# Creepy mealworm dream!



## Quinn (Apr 24, 2011)

Sorry I haven't been on in a while (comp. issues). But I'm back and I wanted to share a dream that I had lasy night with you guys. In my dream I was in the spare bedroom where we keep our hedgies. And I noticed that there were some small beatles on the floor. And as I got closer to the closet there were more and more. And then when I opened to the closet the floor was covered with mealworms, aliens and beatles! I was freaking out and thought maybe some of mealworms escaped and started a colony. And then I woke up. I still have the ckeepy crawlies all over me lol. Have any of you guys had funny hedgie dreams? Share them!


----------



## Tara151 (Jan 9, 2012)

I had a dream earlier this week that Avery was a zombie hedgie and for some reason this seemed completely normal to the dream me. I blame the fact that we watched The Walking Dead earlier that day.


----------



## pink-ster (Mar 3, 2012)

lol I fed my guy mealies last night before bed..I just got him last saturday and just started feeding him mealworms a few days ago.. it's not my thing. Last night I fed him a big one that had legs and was so squirmy.. I almost threw up. So yeah last night I had a dream about mealworms. I don't remember it, but I know I did. lol.


----------



## wendyp (Feb 29, 2012)

Mine is not a dream, but still a mealie story. The other day I took my boys to buy some fresh worms for Miss Hilda. When we got home, they decided that the mealies would be just the most perfect pet for them. They used 3 tissue boxes a couple of TP tubes and built a house for the worms.  They went outside, got all the necessary additions and proceded to construct a most wonderful habitat for their new "pets". When they were trying to choose their perfect worms, they managed to dump the whole container of mealies on the carpet.  There were mealies all over my living room.
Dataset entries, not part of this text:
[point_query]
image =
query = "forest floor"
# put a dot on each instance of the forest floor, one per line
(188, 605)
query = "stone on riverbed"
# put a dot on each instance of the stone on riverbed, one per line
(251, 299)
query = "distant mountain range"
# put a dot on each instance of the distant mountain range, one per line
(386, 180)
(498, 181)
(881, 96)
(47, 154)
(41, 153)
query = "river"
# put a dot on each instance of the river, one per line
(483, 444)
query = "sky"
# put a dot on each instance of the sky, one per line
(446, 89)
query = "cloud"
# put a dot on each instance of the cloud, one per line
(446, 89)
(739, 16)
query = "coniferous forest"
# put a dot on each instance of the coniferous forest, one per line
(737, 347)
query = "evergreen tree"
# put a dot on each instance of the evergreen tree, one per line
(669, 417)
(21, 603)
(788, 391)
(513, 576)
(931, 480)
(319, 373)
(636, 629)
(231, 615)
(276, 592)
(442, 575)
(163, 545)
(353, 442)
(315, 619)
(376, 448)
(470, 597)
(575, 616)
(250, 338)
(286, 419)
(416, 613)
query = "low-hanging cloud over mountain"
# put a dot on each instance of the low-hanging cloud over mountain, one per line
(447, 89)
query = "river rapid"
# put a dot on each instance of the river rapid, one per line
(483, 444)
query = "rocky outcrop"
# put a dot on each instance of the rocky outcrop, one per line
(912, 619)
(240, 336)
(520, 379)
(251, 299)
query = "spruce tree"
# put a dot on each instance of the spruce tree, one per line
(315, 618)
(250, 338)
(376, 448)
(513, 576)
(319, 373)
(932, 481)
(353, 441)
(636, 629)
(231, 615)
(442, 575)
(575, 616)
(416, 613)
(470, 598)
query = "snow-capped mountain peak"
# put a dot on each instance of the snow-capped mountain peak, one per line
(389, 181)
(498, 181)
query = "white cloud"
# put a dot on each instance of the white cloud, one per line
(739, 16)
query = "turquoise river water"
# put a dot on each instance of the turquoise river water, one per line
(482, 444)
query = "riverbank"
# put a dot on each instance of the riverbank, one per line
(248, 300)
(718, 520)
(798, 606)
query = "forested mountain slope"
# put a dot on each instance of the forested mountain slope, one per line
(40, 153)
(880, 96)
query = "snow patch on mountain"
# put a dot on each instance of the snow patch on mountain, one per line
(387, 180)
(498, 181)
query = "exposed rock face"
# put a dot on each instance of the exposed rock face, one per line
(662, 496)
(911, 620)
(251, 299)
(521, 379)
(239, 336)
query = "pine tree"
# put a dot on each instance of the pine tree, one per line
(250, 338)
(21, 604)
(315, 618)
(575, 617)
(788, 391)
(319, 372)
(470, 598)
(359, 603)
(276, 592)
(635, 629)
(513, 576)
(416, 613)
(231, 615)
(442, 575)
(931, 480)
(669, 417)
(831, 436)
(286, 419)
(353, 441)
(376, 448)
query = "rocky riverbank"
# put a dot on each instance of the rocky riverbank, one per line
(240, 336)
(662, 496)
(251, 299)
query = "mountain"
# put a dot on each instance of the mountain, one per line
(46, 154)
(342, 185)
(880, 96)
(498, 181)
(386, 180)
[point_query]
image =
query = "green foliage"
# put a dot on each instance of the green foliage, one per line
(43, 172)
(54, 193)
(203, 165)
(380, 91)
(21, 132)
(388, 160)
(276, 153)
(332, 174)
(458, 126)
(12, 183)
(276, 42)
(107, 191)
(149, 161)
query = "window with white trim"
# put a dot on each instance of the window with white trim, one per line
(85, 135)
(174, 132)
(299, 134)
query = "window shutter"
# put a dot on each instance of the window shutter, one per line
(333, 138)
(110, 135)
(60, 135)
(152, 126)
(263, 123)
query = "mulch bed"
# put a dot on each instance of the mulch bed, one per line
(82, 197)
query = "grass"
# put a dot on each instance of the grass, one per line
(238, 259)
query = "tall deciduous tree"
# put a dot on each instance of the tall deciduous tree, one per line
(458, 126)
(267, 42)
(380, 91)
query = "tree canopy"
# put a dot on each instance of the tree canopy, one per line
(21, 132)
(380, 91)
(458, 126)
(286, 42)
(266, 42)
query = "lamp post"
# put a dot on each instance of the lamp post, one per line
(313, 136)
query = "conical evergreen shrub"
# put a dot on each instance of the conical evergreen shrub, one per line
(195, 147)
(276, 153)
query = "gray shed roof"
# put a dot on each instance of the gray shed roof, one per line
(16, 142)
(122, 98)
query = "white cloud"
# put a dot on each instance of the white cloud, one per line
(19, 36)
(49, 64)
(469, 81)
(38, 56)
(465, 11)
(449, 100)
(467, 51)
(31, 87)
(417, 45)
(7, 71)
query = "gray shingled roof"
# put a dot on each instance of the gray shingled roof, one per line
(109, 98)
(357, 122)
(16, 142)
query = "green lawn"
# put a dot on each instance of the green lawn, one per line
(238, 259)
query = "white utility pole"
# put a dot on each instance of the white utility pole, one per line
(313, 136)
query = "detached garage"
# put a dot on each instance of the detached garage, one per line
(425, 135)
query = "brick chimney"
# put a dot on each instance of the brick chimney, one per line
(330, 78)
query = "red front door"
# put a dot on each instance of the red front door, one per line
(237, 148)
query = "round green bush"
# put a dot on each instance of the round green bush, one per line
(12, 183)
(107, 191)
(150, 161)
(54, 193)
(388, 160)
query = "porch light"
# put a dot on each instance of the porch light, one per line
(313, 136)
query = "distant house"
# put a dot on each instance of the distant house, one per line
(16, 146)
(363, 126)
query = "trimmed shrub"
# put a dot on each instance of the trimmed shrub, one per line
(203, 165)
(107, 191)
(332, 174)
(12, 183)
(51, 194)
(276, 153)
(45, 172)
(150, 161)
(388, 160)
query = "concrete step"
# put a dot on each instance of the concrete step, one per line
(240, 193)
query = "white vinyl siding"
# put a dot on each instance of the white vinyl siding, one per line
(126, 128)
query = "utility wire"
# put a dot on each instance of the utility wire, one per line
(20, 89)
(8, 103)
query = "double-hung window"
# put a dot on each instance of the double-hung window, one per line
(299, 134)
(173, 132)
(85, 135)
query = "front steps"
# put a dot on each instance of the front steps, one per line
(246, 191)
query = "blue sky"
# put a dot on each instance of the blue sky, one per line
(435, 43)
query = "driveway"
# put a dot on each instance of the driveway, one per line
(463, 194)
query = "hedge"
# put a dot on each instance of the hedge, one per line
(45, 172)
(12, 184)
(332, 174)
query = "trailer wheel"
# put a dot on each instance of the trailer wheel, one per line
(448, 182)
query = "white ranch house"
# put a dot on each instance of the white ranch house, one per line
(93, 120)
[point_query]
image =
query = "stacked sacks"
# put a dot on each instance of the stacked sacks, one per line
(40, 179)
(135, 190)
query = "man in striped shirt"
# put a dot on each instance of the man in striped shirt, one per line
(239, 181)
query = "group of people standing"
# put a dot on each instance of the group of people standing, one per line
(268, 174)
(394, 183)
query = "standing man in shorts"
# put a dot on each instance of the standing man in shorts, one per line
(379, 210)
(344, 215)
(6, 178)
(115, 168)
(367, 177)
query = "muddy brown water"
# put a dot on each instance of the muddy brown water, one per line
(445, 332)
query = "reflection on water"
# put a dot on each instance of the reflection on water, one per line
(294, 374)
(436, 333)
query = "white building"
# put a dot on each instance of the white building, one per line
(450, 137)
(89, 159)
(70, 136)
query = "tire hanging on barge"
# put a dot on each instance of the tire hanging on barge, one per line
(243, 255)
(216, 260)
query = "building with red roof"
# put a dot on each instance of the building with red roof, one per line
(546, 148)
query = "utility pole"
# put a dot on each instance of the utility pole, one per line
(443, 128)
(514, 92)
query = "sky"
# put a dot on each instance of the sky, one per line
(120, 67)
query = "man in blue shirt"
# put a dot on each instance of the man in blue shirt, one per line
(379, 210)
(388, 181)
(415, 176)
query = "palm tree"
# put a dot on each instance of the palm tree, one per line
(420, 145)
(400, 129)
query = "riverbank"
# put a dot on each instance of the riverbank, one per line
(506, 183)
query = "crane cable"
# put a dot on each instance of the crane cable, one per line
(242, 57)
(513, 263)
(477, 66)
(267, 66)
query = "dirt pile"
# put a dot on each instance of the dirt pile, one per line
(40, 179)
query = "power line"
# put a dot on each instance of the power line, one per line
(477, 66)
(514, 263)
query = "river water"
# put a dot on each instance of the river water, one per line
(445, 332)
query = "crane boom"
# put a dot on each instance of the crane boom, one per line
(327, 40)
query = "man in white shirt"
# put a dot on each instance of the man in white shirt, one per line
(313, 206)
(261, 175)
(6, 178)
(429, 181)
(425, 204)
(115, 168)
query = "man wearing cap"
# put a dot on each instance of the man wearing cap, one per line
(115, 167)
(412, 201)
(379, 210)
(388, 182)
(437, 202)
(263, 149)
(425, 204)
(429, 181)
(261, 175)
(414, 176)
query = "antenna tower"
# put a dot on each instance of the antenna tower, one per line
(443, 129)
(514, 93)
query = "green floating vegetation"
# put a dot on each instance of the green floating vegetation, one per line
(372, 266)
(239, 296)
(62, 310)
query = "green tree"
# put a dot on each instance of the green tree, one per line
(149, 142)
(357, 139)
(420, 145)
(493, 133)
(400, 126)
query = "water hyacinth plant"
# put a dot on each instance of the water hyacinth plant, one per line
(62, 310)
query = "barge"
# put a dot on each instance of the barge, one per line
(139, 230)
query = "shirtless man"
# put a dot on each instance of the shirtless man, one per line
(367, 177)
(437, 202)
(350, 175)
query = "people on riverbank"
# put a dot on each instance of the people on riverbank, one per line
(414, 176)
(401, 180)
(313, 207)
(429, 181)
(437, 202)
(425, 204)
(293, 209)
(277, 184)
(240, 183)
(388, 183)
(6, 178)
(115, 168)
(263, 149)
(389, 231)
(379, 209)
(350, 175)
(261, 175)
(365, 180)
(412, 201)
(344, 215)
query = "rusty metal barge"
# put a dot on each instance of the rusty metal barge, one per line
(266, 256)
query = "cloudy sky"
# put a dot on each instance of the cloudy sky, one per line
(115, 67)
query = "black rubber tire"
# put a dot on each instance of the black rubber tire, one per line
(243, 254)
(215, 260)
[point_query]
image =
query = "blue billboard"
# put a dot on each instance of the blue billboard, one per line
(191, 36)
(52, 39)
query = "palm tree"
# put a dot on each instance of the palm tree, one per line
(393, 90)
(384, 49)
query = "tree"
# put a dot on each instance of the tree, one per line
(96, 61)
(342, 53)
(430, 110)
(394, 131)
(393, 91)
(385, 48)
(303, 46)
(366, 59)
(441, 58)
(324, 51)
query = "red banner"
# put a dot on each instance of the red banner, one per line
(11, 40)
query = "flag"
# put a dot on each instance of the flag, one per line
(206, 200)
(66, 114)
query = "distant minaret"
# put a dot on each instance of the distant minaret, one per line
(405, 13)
It was really funny watching them try to rescue all of the escaped worms. Needless to say, there were a few that Miss Hilda got to clean up for us. My boys put their new pets in the habitat and it is still in their room--my little boy had to sleep with the worms in his bed :lol: The worms and the habitat were in their room for a couple of days--and next they want some crickets! Hedgies just keepin' it real.


----------



## Quinn (Apr 24, 2011)

Hahaha those dreams and stories are funny! Ive had a rough week and they put a smile on my face


----------